A solution to this is to increase the output of the initial processes, to be able to avoid down time in the succeeding processes and ultimately meet the required output per shift of 1,000 boards. As the group said in #4, CBF must start into production at least 1,200 boards to meet the required daily demand of 1,200. This can be attained by making both the cleaning and coating machines run overtime by at least two and a half hours, as well as make the worker loading the boards into these machines do an overtime of one and a half hours. This means that the daily output of the cleaning and coating machines will be 1,200 boards, and the total daily loaded boards into the initial process shall be 1,224. The priority here is to make the necessary allowances for the 20% defect rate, as well as reduce the disparity of the number of boards that can be manually loaded vis-а-vis the capacity of the machines. In turn, this can now level off the succeeding processes.

However, this solution is really suited for the short-term. Extending the work hours of the two machines can contribute to faster wear and tear. Eventually, more costs incurred by CBF on maintenance and overhead costs like electricity. Likewise, it can cause labor issues as the work hours of the person in charge of loading the boards is constantly extended. Overtime pay, which is a premium, will be an additional cost to CBF, and eventually, these two things may cause more operational constraints in the long run.

6. What long-term recommendations would you make?

The company is confronted with a critical problem with the capacity of its cleaning and coating processes. The two processes have low capacities that compromise the utilization of the preceding and succeeding procedures. This predicament must be highly prioritized in order for the whole process to become much more efficient. The group would like to recommend two options so as to fully utilize all the machines. 1) Purchasing additional cleaning and coating machines to compensate for the capacity problem, as well as employing an additional person to load the boards into the machines. 2) Enhance or re-engineer the cleaning and coating machines to improve capacity.

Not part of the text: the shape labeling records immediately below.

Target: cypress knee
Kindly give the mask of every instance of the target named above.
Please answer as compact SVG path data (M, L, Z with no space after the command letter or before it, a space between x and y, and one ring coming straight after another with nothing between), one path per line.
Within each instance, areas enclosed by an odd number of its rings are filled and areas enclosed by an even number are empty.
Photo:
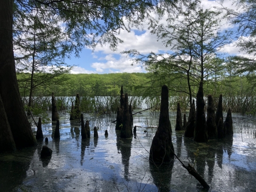
M215 123L213 100L212 99L211 95L208 95L206 124L208 131L208 138L209 139L217 139L218 138L217 126Z
M128 94L125 93L124 99L124 114L120 137L121 138L130 138L132 135L131 130L131 118L129 113L129 106L128 105Z
M59 138L60 137L60 121L59 119L57 119L54 131L54 138Z
M194 138L195 127L196 126L196 109L195 108L195 100L193 99L192 106L189 110L188 119L185 125L184 137Z
M172 142L172 128L169 119L168 87L162 87L161 105L159 124L153 138L149 152L150 163L170 163L174 156L174 149Z
M87 131L84 126L84 116L81 114L81 135L82 139L87 139Z
M227 117L224 123L224 130L226 130L227 135L231 135L234 134L233 121L232 120L232 115L230 108L228 109Z
M59 115L57 111L57 106L53 92L52 93L52 121L59 119Z
M181 131L183 130L182 127L182 118L181 116L181 110L180 109L180 104L178 103L177 105L177 113L176 116L176 125L175 126L175 131Z
M91 131L90 130L89 121L86 120L85 125L84 125L85 131L86 131L87 138L90 138L91 137Z
M43 131L42 130L41 117L39 117L38 123L37 123L37 130L36 130L36 139L44 139L44 135L43 135Z

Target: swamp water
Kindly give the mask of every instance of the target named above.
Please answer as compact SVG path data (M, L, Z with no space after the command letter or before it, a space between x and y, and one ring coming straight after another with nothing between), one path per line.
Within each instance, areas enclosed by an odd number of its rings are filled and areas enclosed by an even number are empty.
M170 113L175 153L186 165L194 165L194 152L199 149L195 167L210 186L209 191L256 191L254 118L233 115L233 137L199 143L174 131L175 116L176 112ZM115 114L85 115L85 121L91 119L91 130L98 127L99 138L94 139L91 131L91 138L83 141L79 122L70 123L68 115L60 117L60 140L53 138L55 122L43 124L47 146L53 150L51 158L40 157L44 141L14 153L0 154L0 191L205 191L177 159L158 169L149 164L147 151L156 128L146 127L157 126L159 114L135 115L133 125L141 127L137 127L132 139L119 138L115 124L110 123L115 118ZM35 133L36 127L32 129Z

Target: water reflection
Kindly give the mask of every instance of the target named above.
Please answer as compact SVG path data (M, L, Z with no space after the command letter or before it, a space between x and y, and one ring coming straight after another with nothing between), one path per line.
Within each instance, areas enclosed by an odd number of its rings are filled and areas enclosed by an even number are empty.
M120 151L122 155L122 163L124 166L124 178L129 181L129 161L131 157L132 139L121 139L120 131L116 131L116 147L117 150Z
M84 157L86 147L90 146L90 139L82 139L81 141L81 160L80 164L83 165L84 163Z
M157 167L152 163L149 164L149 168L153 182L157 187L158 191L170 191L172 179L172 168L174 161L169 165L162 165Z
M12 191L15 187L22 183L27 177L27 171L36 149L36 147L27 147L15 153L1 154L1 191ZM33 173L34 174L35 172Z

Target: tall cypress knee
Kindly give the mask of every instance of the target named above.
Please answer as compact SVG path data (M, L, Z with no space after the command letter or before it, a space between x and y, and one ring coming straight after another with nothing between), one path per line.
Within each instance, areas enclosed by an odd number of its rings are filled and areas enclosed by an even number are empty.
M208 95L208 107L207 108L206 124L209 139L218 138L217 126L215 123L215 110L213 100L211 95Z
M224 122L224 130L226 130L227 135L231 135L234 134L233 121L232 120L232 115L230 108L228 109L227 117Z
M150 163L170 163L174 156L172 142L172 128L169 119L168 87L162 87L161 106L159 125L153 138L149 152Z
M196 142L207 142L208 141L204 106L203 82L201 81L196 94L196 126L194 139Z
M176 115L176 125L175 126L175 131L181 131L183 130L182 127L182 118L181 116L181 110L180 109L180 104L178 103L177 105L177 113Z
M57 111L57 106L53 92L52 93L52 121L59 119L59 115Z
M37 123L37 130L36 130L36 139L44 139L43 131L42 130L41 117L39 117L38 123Z
M87 131L84 126L84 116L83 114L81 115L81 135L82 139L87 139Z
M129 113L129 106L128 105L128 94L125 93L124 99L124 114L120 137L121 138L130 138L132 135L131 130L131 117Z
M60 136L60 121L57 119L56 127L55 128L54 138L59 138Z

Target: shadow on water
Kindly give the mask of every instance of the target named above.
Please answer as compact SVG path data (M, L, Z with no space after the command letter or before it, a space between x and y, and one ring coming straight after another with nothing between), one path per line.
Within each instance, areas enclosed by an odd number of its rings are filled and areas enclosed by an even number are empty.
M131 139L122 139L120 138L120 131L116 131L116 147L117 151L121 153L122 163L124 167L124 178L129 181L129 161L131 157L132 147Z
M157 167L153 163L149 164L153 182L157 187L158 191L170 191L171 189L171 180L173 164L174 161L172 161L170 164L162 164Z
M28 176L27 171L37 147L28 147L13 153L0 154L0 190L11 191ZM35 173L29 173L30 175Z

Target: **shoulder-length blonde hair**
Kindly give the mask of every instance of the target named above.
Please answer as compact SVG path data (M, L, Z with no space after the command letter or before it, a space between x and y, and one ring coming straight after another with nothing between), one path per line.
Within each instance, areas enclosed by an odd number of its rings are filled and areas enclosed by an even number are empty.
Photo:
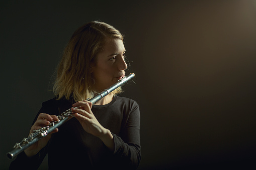
M73 34L64 50L57 69L53 93L57 100L62 97L75 101L92 98L96 92L90 72L92 62L102 50L107 38L119 39L123 36L113 26L103 22L93 21L78 28ZM119 87L112 92L122 92Z

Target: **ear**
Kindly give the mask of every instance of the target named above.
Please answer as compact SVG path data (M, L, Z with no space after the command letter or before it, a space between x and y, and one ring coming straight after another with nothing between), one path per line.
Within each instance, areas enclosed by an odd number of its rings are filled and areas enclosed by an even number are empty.
M89 69L89 71L90 73L92 73L94 72L94 69L95 67L95 64L94 62L91 62L90 63L90 68Z

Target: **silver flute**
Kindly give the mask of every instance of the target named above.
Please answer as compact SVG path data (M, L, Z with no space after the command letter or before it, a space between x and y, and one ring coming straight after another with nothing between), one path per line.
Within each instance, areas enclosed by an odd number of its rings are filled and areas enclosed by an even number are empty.
M119 80L116 83L109 88L104 90L92 99L88 99L88 100L89 100L93 104L95 103L134 76L135 74L134 73L130 73L128 76L125 76ZM7 156L10 159L13 158L23 150L40 140L42 138L46 136L47 134L51 132L54 129L59 127L73 117L71 108L66 110L65 112L57 116L59 119L58 121L52 121L48 126L43 126L39 129L34 130L33 133L31 133L28 137L24 138L20 143L16 143L14 146L14 149L10 152L7 153Z

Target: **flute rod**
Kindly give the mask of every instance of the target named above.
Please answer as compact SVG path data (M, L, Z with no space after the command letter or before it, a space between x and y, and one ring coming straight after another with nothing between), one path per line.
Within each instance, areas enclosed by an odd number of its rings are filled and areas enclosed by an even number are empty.
M109 88L103 90L102 92L99 93L92 99L89 99L89 101L93 103L93 104L95 103L134 76L135 74L134 73L130 73L128 76L125 76L123 78L119 80L116 83L112 85ZM39 129L34 130L33 133L31 133L29 137L24 138L20 143L16 143L14 146L14 149L7 153L7 156L10 159L13 158L23 150L40 140L42 138L46 136L47 134L51 132L55 128L60 126L67 121L72 118L73 115L72 114L71 108L66 110L65 112L58 115L57 117L59 119L58 121L52 121L50 123L48 126L41 127Z

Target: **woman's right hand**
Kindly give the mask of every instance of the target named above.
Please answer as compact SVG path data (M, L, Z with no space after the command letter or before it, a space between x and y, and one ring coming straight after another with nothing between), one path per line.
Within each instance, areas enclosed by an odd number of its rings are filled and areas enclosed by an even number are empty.
M52 121L58 121L58 117L53 115L49 115L45 113L40 113L35 123L31 126L31 129L29 132L29 136L32 133L34 130L40 129L42 126L46 126L50 124ZM57 132L58 129L57 128L55 129L51 133L48 134L46 136L42 138L40 140L34 143L28 148L24 150L26 154L29 156L33 156L36 155L42 148L45 147L47 144L48 141L53 133Z

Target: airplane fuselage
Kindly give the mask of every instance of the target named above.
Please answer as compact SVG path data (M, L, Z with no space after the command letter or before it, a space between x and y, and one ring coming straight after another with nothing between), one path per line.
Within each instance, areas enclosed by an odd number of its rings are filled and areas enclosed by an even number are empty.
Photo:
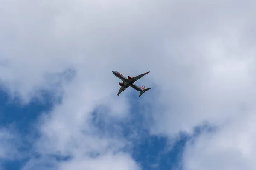
M144 93L143 91L141 89L141 88L137 85L135 83L133 83L132 82L131 82L131 81L129 79L124 76L121 73L116 71L112 71L112 72L115 75L115 76L116 76L123 82L125 82L126 84L127 84L127 85L131 87L137 91Z

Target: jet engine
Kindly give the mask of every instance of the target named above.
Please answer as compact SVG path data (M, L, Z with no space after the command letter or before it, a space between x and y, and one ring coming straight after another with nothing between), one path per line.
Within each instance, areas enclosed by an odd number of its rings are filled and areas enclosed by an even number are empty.
M132 77L131 77L131 76L128 76L128 78L129 79L130 79L130 80L132 80Z
M123 86L124 85L122 84L122 83L119 82L119 85L120 85L120 86Z

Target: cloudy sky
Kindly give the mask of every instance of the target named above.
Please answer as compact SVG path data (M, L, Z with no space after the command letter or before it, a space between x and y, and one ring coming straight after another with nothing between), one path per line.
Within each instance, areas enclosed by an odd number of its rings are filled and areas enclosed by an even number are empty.
M0 0L0 169L256 169L256 8Z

Basically, the focus of the recommendations is to reduce the disparities between the capacities of the processes involved. Ideally, their outputs must be equal if not, similar to the preceding and succeeding procedures in order to achieve an efficient manufacturing process.

The company is also faced with a 20% reject rate that is absolutely unacceptable. A lot of the produced boards go to waste, and a lot of resources are compromised. Moreover, it contributes to the manufacturing strain, as the production team must start with at least 20% more than the required output just to give allowances to the defects. CBF, Inc. should implement a more rigid supervising/monitoring program with the manufacturing processes in order to pinpoint and arrest the cause of these defects.